One of the most surprising new-vehicle debuts of the past year was the 2020 Hyundai Veloster N, which took the company’s funky, asymmetrical hatchback and turned it into a Honda Civic Type R–rivaling track star. Just about everyone who’s driven one loves the sportiest Hyundai currently for sale, and it’s about to get a new sibling. Enter the 2021 Hyundai Elantra N.
Borrowing liberally from the Veloster parts bin, the Elantra N makes lots of promises to the driving enthusiast, and I had high hopes when Hyundai tossed me the keys and told me to have it back in a few hours. Over a variable route that included multilane parkways, tight mountain roads, and pockmarked West Hollywood streets, the hottest Elantra variant proved itself a wonderful sport sedan, even in this example’s pre-production, extensively camouflaged form.
The Elantra N was a surprise addition to the small sedan lineup when Hyundai announced it a few months ago. Sitting at the top of the heap, the compact car packs a turbocharged 2.0-liter inline-four, producing 276 horsepower and 289 pound-feet (up 1 pony and 29 torques versus the hot Veloster). An electronically controlled limited-slip differential manages that power, sent only to the front wheels via a standard six-speed manual or available eight-speed dual-clutch transmission – gearboxes that please both purists and performance junkies.

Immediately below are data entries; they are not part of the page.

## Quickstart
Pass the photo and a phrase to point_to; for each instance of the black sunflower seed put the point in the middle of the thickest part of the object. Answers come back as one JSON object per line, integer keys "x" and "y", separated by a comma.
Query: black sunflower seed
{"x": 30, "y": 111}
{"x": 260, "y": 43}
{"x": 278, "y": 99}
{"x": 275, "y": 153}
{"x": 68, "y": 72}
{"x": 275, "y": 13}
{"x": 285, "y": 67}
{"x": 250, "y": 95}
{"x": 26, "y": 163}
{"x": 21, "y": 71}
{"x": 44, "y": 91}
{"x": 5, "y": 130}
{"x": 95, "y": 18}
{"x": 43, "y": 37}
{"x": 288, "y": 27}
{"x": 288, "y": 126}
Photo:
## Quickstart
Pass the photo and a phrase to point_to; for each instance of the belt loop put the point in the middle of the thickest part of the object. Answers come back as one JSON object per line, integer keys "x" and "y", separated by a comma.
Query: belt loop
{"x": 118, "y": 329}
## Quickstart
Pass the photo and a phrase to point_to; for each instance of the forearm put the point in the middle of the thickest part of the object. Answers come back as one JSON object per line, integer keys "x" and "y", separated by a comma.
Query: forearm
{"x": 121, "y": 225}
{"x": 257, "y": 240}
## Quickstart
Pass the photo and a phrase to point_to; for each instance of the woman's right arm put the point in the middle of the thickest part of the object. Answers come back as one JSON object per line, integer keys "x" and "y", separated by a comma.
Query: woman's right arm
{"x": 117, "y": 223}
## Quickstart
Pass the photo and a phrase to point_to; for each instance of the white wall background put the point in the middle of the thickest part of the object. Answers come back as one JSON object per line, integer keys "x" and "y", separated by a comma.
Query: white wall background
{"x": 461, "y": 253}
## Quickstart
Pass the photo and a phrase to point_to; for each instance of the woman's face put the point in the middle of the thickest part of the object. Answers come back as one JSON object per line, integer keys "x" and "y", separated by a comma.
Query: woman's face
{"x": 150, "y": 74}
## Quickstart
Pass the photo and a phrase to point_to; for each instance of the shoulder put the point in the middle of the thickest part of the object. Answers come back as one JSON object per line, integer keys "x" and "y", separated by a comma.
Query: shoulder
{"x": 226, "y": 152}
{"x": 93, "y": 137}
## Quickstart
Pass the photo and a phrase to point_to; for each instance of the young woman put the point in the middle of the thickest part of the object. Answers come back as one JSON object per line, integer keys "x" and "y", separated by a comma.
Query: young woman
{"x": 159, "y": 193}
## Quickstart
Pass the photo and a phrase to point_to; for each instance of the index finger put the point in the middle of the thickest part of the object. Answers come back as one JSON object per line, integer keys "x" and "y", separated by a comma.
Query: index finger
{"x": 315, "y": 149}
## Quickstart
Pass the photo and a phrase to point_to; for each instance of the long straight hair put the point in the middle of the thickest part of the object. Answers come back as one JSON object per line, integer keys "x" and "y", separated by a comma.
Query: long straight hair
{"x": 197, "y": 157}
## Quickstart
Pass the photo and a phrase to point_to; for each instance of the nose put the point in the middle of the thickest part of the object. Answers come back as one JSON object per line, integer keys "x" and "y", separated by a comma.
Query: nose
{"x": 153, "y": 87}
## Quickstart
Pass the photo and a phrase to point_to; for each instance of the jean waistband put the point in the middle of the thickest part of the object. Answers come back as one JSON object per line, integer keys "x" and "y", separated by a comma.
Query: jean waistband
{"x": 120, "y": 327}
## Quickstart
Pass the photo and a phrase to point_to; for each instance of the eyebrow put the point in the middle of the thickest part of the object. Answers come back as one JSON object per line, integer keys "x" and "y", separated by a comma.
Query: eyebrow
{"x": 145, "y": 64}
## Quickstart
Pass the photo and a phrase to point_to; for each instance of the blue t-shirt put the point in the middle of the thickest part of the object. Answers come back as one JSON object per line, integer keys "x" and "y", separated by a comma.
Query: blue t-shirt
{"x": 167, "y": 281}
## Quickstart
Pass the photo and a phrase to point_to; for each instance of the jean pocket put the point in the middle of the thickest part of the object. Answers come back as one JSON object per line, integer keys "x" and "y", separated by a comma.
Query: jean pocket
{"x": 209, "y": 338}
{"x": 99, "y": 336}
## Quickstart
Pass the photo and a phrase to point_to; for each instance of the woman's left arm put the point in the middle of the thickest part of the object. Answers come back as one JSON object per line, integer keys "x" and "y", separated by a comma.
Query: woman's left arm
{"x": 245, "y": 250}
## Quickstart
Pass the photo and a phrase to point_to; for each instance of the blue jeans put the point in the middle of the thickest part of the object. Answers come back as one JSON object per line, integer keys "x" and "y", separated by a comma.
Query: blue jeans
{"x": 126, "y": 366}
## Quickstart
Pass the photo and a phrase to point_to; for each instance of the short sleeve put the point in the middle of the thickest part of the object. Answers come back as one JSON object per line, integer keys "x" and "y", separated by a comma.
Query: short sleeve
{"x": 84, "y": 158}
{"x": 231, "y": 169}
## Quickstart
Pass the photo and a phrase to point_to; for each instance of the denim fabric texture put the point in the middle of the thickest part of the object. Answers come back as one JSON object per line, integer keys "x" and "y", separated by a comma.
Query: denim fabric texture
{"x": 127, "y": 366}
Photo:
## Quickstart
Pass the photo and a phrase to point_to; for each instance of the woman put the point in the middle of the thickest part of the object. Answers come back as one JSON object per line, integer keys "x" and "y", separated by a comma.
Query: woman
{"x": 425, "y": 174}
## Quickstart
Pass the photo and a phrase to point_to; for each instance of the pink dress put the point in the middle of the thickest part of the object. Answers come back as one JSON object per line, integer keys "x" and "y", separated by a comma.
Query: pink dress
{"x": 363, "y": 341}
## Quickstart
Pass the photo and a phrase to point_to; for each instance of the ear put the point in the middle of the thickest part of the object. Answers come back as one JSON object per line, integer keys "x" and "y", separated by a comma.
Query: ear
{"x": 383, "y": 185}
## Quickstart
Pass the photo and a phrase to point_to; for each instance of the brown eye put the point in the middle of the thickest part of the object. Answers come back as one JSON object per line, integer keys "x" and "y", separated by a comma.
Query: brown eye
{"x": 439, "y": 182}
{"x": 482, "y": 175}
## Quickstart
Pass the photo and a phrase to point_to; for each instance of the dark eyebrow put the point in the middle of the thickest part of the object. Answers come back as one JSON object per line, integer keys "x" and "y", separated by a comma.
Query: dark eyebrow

The performance recipe also calls for an N-specific multi-link suspension design, which replaces the twist-beam rear axle found on the Elantra, Hybrid, and N Line. Keeping that new geometry in check are stiffer performance-tuned springs and adaptive dampers all around, with 13.6-inch front and 12.4-inch rear rotors stepping in when it’s time to slow for the next apex. On paper, the Elantra N appears to add all the ingredients that could turn the competent Elantra into a legitimate sport sedan.
Muscle For Hire
Luckily, it all holds up on the open road, too. I drove a DCT-equipped prototype, and initially, the gearbox let me down somewhat. Left to its own devices and with the drive selector set to “Normal,” the transmission upshifts early, ensuring plenty of lag from an engine that only starts to wake up at about 2,200 rpm. Though clearly intended for around-town use, both Normal and Eco modes put a shock collar on the Elantra N, sapping it of any personality. However, the checkered-flag button on the steering wheel calls up N and N Custom drive modes, instantly waking the sedan from its dozing.
In these modes, the dual-clutch gearbox chooses lower gears to keep the engine in the thick of its power band – boost builds consistently from 2,500 rpm to about 6,000, making third and fourth gear the darlings of a canyon blast. Gear changes from the transmission are crisp and snappy, accompanied by a pleasant bark from the tailpipes. Speaking of, the valved exhaust sings a lovely song in Sport and N drive modes, so we wonder why Hyundai bothered with synthesized engine noise piped through the interior speakers.
Up in the mountains, the Elantra N becomes a puma on the hunt.
Up in the mountains, the Elantra N becomes a puma on the hunt. Resolutely grippy tires and a well-sorted limited-slip differential claw at the pavement, the rear end dutifully following the front with balanced handling behavior. At the limit, the front axle gives way to mild understeer, but hitting that traction ceiling would be the work of a lunatic on public roads. For example, when a snaking section of road surprised me with a blind hairpin turn that I should have been more prepared for, the Elantra took my added steering input and converted it to marvelous, drama-free roadholding.
For all its aggression in such scenarios, the puma turns into a pussycat when it’s time to cruise with traffic. The stiff springs and adaptive dampers yield some harshness on bad roads, even in their most comfortable setting, but otherwise, the Elantra N is a comfortable place to spend time on a commute. Some credit goes to the smooth transmission that creeps through gridlock like a torque-converted automatic, and the aggressively bolstered N-specific seats are still broad and cushy enough to feel supportive but never confining.
Nits To Pick
Like the compact sedan on which it’s based, the 2021 Elantra N is difficult to fault. One concern lies in material quality that’s worryingly similar to that of the Elantra Limited, meaning hard, shiny plastics on the passenger grab handle, dash top, and door panels. For an estimated $33,000 (official pricing isn’t available yet), it’s difficult to excuse such materials in a performance car. Hopefully, Hyundai will wrap some of those surfaces in soft-touch plastic, imitation leather, or genuine hides, giving the Elantra N a more upmarket appearance and feel.
Apart from that issue – which might be of little consequence to budget-minded auto enthusiasts anyway – the 2021 Hyundai Elantra N is pretty wonderful. Responsive, capable, powerful, and fun to drive, the Veloster’s four-door sibling is destined to find plenty of fans.